Though Rekdal will serve as the host for the Utah Poetry Festival, she doesn't plan for her interactions with other poets to be Q&A-style, since that's an approach that doesn't work for her when talking with other artists. "I talk to them as if they weren't artists," she says. Then they talk about what they're interested in, and I talk about what I'm interested in, and it sort of emerges organically. When you ask a question, they tense up. I just miss having conversations with people."

If the idea of a poetry festival seems daunting for a layperson, that shouldn't be the case, Rekdal believes. She acknowledges the reality that some people can feel intimidated by poetry, and might even believe that those who create it are trying to put one over on them.
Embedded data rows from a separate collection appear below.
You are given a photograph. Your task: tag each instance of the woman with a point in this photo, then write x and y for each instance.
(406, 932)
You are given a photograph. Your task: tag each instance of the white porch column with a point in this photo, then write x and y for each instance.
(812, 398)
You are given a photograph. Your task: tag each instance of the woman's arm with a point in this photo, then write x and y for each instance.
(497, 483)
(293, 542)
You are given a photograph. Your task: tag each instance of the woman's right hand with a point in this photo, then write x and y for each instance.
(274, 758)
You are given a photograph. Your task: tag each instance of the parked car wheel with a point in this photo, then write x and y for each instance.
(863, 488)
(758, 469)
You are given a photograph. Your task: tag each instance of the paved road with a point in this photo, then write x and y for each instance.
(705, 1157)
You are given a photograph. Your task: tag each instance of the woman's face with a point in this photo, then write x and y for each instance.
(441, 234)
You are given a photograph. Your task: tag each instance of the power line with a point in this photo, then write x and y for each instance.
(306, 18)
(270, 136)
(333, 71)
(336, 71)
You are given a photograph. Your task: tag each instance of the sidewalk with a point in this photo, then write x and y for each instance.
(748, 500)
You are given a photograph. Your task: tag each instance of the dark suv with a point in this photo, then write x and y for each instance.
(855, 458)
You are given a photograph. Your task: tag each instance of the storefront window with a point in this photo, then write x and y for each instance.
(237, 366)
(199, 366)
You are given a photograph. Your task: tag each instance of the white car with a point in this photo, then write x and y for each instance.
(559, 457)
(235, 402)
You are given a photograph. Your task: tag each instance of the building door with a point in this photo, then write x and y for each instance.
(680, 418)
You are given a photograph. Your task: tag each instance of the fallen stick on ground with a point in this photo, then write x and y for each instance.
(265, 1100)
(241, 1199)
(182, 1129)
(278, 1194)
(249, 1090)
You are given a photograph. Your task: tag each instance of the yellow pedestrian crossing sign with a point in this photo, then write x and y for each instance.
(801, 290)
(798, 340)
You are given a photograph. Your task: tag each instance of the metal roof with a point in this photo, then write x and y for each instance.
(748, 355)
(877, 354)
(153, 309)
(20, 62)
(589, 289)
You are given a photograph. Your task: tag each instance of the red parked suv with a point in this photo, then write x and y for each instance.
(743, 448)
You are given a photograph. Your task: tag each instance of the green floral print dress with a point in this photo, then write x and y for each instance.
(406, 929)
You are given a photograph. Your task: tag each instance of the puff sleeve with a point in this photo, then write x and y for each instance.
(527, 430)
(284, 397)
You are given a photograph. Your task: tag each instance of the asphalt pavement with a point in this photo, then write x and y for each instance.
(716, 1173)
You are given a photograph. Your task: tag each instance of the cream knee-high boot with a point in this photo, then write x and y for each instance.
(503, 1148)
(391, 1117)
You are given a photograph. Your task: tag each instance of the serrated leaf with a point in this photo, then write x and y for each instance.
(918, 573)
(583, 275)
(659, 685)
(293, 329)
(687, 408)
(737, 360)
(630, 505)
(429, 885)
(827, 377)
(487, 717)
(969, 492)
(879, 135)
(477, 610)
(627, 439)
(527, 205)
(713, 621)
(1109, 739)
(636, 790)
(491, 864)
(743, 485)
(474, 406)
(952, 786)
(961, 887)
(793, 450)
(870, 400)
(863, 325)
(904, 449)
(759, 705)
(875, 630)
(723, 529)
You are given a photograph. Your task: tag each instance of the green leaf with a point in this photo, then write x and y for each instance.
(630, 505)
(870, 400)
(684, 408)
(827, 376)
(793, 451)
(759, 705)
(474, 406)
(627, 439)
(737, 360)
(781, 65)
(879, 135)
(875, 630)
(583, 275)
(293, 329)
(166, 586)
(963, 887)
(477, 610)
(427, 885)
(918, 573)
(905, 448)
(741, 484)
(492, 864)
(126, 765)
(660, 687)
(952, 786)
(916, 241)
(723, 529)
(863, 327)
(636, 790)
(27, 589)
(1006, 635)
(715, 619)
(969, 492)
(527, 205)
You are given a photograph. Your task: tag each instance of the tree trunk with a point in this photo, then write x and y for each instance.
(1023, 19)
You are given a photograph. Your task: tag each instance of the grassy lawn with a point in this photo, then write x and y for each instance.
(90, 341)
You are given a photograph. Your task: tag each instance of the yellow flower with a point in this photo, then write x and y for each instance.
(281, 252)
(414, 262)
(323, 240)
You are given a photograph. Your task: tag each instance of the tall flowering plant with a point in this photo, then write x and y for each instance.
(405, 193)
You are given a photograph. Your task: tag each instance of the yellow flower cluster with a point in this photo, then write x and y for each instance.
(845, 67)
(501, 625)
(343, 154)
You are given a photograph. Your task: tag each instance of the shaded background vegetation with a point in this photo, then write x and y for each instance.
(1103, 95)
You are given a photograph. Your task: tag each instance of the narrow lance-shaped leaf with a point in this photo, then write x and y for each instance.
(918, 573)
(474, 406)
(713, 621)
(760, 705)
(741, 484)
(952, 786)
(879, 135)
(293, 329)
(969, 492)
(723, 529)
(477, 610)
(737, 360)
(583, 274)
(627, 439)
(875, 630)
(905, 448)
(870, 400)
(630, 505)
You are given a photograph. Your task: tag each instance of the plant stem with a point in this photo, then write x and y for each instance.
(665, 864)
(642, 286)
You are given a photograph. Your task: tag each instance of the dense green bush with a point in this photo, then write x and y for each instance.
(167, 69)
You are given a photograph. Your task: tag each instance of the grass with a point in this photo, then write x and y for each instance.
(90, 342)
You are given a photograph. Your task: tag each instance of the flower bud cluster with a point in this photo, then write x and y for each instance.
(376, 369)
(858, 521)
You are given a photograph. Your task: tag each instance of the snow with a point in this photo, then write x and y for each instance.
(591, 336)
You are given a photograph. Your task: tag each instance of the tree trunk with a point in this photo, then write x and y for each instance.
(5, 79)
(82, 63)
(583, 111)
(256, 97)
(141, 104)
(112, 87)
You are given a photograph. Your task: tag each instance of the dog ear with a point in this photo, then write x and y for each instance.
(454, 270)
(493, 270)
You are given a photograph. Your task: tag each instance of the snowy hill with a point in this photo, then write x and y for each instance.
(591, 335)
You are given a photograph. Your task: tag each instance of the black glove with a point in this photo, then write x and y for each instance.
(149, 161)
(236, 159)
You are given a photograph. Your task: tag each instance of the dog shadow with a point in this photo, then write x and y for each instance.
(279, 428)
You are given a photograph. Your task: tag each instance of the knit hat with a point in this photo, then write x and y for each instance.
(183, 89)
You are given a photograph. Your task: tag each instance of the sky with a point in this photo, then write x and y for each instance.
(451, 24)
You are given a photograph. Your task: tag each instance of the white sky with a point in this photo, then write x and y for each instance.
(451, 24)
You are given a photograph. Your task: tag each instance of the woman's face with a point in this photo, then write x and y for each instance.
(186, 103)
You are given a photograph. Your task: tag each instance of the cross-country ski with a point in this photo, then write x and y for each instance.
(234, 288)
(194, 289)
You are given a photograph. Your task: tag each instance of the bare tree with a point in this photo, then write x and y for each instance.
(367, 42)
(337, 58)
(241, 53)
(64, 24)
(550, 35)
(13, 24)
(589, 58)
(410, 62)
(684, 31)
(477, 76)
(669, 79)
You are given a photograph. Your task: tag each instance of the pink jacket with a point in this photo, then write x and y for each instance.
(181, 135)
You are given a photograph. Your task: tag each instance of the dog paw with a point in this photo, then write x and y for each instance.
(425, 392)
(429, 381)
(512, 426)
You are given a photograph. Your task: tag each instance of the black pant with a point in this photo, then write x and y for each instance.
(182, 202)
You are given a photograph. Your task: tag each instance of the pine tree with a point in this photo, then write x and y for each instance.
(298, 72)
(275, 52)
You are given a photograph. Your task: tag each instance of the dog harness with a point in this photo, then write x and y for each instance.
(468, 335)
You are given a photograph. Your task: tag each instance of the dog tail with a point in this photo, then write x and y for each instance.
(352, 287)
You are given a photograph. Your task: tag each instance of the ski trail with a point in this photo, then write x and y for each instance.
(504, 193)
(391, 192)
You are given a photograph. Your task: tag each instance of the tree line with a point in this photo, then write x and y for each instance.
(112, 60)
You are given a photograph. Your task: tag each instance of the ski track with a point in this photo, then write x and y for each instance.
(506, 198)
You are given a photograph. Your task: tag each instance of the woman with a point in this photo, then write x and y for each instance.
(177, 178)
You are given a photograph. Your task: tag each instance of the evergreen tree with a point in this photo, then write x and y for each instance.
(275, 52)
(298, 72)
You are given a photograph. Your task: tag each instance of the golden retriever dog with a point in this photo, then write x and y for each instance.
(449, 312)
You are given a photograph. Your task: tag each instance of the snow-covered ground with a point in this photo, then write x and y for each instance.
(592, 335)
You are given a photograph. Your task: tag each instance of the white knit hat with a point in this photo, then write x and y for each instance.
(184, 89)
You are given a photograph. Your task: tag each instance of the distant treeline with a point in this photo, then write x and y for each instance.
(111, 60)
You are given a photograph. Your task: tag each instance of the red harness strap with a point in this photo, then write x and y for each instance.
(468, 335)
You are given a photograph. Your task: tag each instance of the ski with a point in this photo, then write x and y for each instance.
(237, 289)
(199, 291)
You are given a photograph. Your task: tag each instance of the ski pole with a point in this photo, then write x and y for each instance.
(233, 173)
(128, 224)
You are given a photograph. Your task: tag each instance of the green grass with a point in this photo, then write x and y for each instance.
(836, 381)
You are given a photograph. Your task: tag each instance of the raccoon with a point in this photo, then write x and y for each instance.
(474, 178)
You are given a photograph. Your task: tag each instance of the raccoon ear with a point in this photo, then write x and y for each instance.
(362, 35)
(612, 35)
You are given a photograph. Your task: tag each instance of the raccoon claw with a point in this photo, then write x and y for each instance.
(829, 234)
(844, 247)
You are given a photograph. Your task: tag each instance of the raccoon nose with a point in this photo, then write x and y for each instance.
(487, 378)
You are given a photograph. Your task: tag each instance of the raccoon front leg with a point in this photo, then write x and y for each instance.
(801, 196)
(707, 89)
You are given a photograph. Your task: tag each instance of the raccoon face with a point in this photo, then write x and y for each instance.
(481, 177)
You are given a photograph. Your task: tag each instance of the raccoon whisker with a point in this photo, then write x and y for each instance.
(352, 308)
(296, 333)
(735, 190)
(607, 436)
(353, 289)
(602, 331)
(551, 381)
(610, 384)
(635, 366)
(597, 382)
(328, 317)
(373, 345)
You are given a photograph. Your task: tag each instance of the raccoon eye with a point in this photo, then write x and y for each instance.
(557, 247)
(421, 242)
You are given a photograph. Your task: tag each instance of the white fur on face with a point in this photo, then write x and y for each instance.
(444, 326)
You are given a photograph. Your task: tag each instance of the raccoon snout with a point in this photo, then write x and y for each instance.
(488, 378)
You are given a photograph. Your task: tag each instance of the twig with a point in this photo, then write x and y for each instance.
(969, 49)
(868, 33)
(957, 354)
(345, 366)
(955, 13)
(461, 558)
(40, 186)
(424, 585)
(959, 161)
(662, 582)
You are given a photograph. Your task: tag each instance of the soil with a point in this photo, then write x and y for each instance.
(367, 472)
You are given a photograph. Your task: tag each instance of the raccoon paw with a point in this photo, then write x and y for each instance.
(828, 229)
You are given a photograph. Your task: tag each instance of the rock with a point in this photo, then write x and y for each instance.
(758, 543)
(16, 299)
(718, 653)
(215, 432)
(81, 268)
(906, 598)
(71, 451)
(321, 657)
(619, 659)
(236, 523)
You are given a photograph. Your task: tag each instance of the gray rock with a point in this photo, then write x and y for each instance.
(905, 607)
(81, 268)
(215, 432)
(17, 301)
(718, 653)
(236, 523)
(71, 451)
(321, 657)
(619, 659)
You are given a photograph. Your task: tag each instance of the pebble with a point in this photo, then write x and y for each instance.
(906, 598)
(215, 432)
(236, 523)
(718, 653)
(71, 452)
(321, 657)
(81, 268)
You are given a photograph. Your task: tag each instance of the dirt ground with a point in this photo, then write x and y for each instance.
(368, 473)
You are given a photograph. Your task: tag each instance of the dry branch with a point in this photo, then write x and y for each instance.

"I think people think that we're writing stuff that makes people feel stupid, and that we're doing it deliberately," Rekdal says. "People think of [poems] as elaborate riddles or games that are there to trick people. You're asking people to process language, and you use it in surprising ways, but it's the same kind of language that we all use. I'd like to get them to relax: This is not an IQ test. If you're feeling something, why are these words producing that effect?"

As a pitch for the event, Rekdal wants to welcome all kinds of people who might be interested in poetry for all kinds of reasons, and to explore the diversity that makes up the local poetry scene. "If people are interested in writing exercises, things that will inspire them, they'll find that here," she says. "If they're interested in conversations between poets, maybe some of the things that come to define our state, they'll find those conversations here. It's a way to just familiarize yourself with the types and kinds of conversations happening between poets around the state. ... It's a little taste of everything we do in Utah as poets."